As it turns out, that may not be the case. Due to the quirks of the auction process that will determine payouts on US$281m of net notional outstanding Norske Skog CDS, the fund may be left relatively unscathed.

“Restructuring is a special credit event which is seen to be less severe than a straightforward failure to pay,” said a lawyer with knowledge of the situation. “For that reason slightly more protection is given to the seller of protection, which is manifested through the auction process used to value the CDS.”

Under the ISDA 2014 definitions the auction following a restructuring divides the restructured company’s bonds into buckets depending on their maturity, with those buckets strictly deliverable against CDS of similar tenors. That means if a company sells one-year CDS then the most likely bonds to be deliverable into that contract will be those with one-year maturities and, crucially, nothing else.

In the course of a New York court case, in which funds – including BlueCrest – that had bought credit protection on Norske Skog sought to block the restructuring, it emerged that GSO has sold short-dated protection on Norske Skog. At the same time BlueCrest alleged that GSO had also bought longer-dated protection.

That means its exposure on its short-dated CDS will be calculated by a mini-auction of a bucket of shorter-dated bonds, which are trading at or near par.
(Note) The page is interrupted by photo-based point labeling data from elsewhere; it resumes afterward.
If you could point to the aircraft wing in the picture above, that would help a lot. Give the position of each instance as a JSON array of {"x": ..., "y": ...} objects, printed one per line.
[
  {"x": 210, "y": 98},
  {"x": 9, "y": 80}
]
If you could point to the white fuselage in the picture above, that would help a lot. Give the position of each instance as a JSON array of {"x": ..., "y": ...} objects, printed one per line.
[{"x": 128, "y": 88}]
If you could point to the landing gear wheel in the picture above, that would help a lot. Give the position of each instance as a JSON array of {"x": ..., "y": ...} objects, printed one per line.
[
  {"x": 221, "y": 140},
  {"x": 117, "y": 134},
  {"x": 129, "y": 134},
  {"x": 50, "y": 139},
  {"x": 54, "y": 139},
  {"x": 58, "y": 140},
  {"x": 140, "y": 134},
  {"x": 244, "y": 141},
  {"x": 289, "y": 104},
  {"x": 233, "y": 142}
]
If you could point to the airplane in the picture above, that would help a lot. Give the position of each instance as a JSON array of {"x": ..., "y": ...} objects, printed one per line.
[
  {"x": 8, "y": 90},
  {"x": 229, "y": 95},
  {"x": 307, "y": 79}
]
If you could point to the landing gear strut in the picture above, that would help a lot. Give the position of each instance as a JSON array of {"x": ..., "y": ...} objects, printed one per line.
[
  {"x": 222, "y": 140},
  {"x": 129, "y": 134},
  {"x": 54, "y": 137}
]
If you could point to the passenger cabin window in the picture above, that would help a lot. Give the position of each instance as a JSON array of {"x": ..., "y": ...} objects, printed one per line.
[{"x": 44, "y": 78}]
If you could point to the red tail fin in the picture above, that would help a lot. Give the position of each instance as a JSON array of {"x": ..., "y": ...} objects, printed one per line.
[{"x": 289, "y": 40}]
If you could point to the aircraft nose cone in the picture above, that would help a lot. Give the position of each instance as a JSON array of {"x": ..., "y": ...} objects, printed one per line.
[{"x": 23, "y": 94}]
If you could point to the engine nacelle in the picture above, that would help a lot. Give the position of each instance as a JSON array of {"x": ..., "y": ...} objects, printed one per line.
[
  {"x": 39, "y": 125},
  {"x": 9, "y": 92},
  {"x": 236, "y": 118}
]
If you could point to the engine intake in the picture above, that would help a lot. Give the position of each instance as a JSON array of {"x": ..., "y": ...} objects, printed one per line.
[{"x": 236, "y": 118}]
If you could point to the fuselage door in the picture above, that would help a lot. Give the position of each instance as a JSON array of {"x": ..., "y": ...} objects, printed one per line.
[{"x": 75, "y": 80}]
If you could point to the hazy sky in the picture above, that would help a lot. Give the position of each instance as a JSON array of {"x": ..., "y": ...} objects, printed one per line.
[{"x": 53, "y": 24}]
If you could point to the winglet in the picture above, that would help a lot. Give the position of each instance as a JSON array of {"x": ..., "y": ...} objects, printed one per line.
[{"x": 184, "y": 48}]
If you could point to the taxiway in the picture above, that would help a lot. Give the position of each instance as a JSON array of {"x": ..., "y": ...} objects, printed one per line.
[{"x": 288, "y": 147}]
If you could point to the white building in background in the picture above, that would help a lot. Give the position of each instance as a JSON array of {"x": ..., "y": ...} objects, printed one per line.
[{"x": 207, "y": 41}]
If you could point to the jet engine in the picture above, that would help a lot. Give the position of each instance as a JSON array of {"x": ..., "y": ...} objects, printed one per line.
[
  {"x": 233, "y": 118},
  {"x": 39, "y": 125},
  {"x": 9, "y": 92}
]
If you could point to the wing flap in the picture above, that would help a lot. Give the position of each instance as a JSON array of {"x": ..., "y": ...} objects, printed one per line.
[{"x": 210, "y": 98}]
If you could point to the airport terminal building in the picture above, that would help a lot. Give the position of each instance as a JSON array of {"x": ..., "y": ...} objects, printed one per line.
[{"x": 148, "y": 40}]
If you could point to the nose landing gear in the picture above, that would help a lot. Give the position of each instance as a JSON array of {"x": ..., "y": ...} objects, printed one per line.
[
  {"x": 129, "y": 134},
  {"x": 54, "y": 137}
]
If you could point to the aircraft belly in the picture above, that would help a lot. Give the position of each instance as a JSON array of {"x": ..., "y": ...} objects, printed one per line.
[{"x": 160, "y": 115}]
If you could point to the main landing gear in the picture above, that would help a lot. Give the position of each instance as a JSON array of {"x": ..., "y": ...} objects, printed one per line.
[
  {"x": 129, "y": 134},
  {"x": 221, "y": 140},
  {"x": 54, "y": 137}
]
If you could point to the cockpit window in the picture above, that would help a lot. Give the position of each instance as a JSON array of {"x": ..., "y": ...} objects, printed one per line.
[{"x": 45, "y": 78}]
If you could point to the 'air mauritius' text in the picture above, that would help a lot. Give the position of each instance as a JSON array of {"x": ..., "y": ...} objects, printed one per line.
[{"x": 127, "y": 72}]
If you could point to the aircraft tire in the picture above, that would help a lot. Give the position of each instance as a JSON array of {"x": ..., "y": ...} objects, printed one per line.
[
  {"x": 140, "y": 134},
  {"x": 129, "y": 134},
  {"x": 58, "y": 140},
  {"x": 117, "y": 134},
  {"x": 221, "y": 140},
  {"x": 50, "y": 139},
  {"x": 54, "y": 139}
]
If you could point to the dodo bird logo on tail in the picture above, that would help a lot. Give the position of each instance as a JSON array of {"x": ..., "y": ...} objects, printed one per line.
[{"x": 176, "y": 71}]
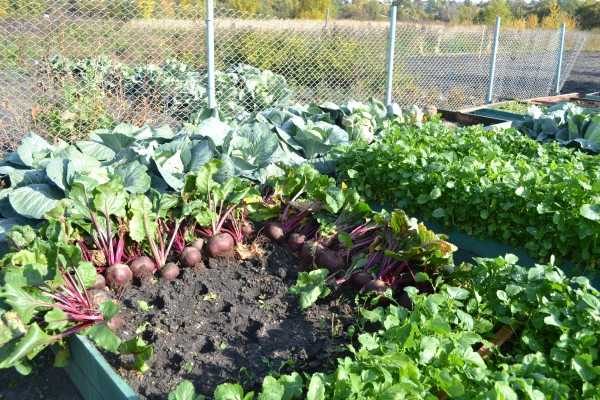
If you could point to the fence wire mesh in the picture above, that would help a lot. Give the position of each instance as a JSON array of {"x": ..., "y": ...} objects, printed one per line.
[{"x": 67, "y": 67}]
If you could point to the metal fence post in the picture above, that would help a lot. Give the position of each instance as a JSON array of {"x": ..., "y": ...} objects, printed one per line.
[
  {"x": 559, "y": 58},
  {"x": 210, "y": 54},
  {"x": 390, "y": 55},
  {"x": 490, "y": 93}
]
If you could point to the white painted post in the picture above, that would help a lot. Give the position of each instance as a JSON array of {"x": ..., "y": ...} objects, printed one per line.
[
  {"x": 210, "y": 54},
  {"x": 559, "y": 58},
  {"x": 492, "y": 77},
  {"x": 390, "y": 55}
]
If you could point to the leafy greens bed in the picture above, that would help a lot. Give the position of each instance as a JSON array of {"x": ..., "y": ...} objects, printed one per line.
[
  {"x": 493, "y": 331},
  {"x": 566, "y": 123},
  {"x": 37, "y": 175},
  {"x": 501, "y": 186},
  {"x": 55, "y": 279}
]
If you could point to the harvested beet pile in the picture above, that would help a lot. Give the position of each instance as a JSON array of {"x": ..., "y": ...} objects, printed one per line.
[{"x": 232, "y": 321}]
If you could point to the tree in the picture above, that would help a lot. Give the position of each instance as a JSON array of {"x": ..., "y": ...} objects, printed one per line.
[
  {"x": 246, "y": 6},
  {"x": 363, "y": 9},
  {"x": 315, "y": 9},
  {"x": 589, "y": 15},
  {"x": 556, "y": 16},
  {"x": 495, "y": 8},
  {"x": 467, "y": 13}
]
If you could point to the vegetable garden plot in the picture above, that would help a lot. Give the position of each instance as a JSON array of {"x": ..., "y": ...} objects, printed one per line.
[
  {"x": 567, "y": 123},
  {"x": 233, "y": 320},
  {"x": 98, "y": 236},
  {"x": 528, "y": 194}
]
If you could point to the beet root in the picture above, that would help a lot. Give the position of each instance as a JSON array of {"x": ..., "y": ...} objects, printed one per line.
[
  {"x": 198, "y": 244},
  {"x": 118, "y": 276},
  {"x": 247, "y": 229},
  {"x": 191, "y": 257},
  {"x": 98, "y": 296},
  {"x": 360, "y": 279},
  {"x": 308, "y": 251},
  {"x": 170, "y": 271},
  {"x": 100, "y": 282},
  {"x": 143, "y": 267},
  {"x": 116, "y": 323},
  {"x": 274, "y": 231},
  {"x": 220, "y": 245},
  {"x": 376, "y": 286},
  {"x": 295, "y": 241}
]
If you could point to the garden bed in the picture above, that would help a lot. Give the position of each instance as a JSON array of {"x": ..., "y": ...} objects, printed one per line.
[{"x": 234, "y": 321}]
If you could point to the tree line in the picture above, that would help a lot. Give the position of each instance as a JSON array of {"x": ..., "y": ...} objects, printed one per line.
[{"x": 584, "y": 14}]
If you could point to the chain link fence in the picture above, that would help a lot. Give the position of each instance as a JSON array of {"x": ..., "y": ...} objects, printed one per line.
[{"x": 68, "y": 66}]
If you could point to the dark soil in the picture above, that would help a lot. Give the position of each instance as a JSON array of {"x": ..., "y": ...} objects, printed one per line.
[
  {"x": 585, "y": 75},
  {"x": 231, "y": 322}
]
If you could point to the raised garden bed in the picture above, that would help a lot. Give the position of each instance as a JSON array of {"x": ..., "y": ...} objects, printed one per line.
[{"x": 231, "y": 321}]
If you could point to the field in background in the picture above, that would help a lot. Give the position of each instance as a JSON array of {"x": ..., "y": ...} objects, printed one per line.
[{"x": 335, "y": 60}]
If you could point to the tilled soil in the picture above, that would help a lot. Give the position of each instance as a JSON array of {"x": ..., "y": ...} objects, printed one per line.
[{"x": 231, "y": 322}]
As the CDS payout is a function of the difference between the auction price and par (or the loss to bondholders) it can be assumed that the GSO CDS liability will be minimal.

According to some market participants, GSO will have foreseen that a credit event was likely following the restructuring, but would have sold CDS anyway having calculated that the bucket system under the restricting auction process would work in its favour.

“The 2016s are trading near par because they (GSO) own a massive amount of them,” said one hedge fund manager. “They’ve designed it so there’ll be no deliverables – it’s a mechanical thing so they don’t care whether it triggers or not.”

GSO declined to comment.

Another concern, said the fund manager, was the auction process itself, which appears to allow investors that accumulate positions in bonds and CDS to ensure they don’t get hit by credit events.

“There’s no transparency about these auctions,” he said, “So the regulators just have no idea…. and don’t have a clue what it means when there’s a really high recovery in a certain bucket.”

A spokesperson for ISDA was not immediately available for comment.

Under the terms of the April exchange, Norske Skog offered to swap €218m of its 7% notes due in 2017 for notes due 2026, perpetual notes and the right to subscribe to shares. Some 77% of the notes were tendered, exceeding the 75% threshold required to bind all 2017 notes to the terms of the offer.

GSO and Cyrus are the largest holders of Norske Skog unsecured bonds and aside from the exchange have provided additional finance for the company through an 11.49% equity stake purchased in December and a €95m securitisation facility. Much of that cash will be used to meet a US$121m June repayment on the Norske Skog 2016 bonds.